Пальцы его правой руки скользнули по бедру, изгибаясь в быстром волнообразном движении. Витюша улыбнулся и вдруг, круто развернувшись лицом от поднадоевшего зеркала, разом оказался в шаге от окаменевшего от неожиданности доктора. Подбородок Игоря Викентьевича подпрыгнул, искривились губы, но он не успел ничего сказать, потому что в следующую секунду Витюша вонзил в его правый, здоровый, глаз длинную заостренную металлическую полосу, которая когда-то была обычной ученической линейкой. Только в очень умелых и очень преступных руках она могла бы стать орудием убийства.
Большое тело доктора Звягина содрогнулось от непереносимой боли. Он рывком упал на колени и, запрокинув окровавленное лицо к потолку, перегнулся вперед и упал на живот. Агония была короткой — уж слишком серьезна была рана.
Витюша перевел взгляд на зажатую в его руке стальную полосу, с которой капала кровь, и пробормотал:
— Ну вот, теперь его лицо стало эстетичнее. Точнее, оно приобрело симметрию: не стало обоих глаз…
Доктор Звягин неподвижно лежал на полу, раскинув ноги. Из-под его лица уныло сочилась струйка крови, темно-красная, прихотливая, как зарево уже зашедшего почти солнца.
1
— Саша, ты будешь бутерброд с колбасой?
Полная женщина с чуть раскосыми пугливыми глазами и могучей грудью, чем-то неуловимо напоминающая вдову Грицацуеву в исполнении Федосеевой-Шукшиной, сказала это тихим торопливым голосом. Тощий, неопределенного возраста мужик, украшенный клочковатыми сединами и тусклым частоколом железных зубов, вздрогнул и переспросил:
— Что?
— Бутерброд с колбасой?
— Зачем? — перепугался мужик, теребя подвядшую щеку. — Как-кой?..
— С колбасой, — терпеливо повторила та. — Я купила.
— К-купила? Ты же… печенье хотела.
— А я и печенье тоже купила.
— Что?
— Печенье.
— П-почему? — пробормотал мужик, озираясь по сторонам. — И колбасу, и печенье? — добавил он так, словно в его голове не укладывалась возможность одновременной покупки мясопродукта и хлебобулочного изделия.
Женщина вздохнула и зашла на новый виток беседы:
— Бутерброд. С колбасой. С чаем будешь? С лимоном.

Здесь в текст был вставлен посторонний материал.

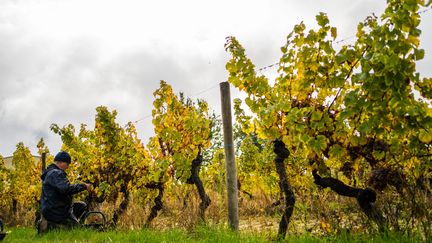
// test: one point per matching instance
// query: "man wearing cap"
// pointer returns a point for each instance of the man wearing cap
(56, 197)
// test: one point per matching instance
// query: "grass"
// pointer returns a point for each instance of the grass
(199, 234)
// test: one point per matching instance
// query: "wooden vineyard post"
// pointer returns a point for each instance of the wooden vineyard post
(231, 170)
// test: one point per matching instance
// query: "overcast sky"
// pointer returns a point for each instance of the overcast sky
(60, 59)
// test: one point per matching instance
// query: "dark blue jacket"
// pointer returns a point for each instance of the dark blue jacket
(56, 198)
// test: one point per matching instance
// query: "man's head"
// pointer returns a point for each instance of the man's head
(62, 160)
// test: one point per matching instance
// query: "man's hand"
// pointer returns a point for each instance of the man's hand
(89, 187)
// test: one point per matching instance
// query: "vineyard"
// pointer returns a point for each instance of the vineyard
(339, 142)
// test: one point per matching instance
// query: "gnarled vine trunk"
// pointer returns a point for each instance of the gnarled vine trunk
(281, 154)
(195, 179)
(158, 202)
(365, 197)
(122, 207)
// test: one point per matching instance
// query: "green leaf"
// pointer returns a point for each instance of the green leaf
(322, 19)
(425, 136)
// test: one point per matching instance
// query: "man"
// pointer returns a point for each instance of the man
(56, 198)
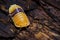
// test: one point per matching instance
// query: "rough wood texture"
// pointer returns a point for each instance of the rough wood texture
(44, 16)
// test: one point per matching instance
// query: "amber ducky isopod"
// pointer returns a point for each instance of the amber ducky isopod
(18, 16)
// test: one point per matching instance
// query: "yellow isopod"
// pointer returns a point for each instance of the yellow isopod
(18, 16)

— У тебя и чай?.. — испуганно спросил мужчина, вжимая голову в плечи.
— Я у проводника попрошу. В вагоне.
— Как? В вагоне? Ах да, в вагоне… — бормотал тот, озирая стены вагонного купе, в котором, собственно, и велся этот содержательный диалог. — У проводника? А что… можно?
— Ты, наверно, не понял, — тоном вселенского терпения проговорила женщина, — я тебя спрашиваю…
Лежа на верхней полке купейного вагона, я тяжело вздохнула. Подобные диалоги мне приходилось выслушивать вот уже много часов подряд.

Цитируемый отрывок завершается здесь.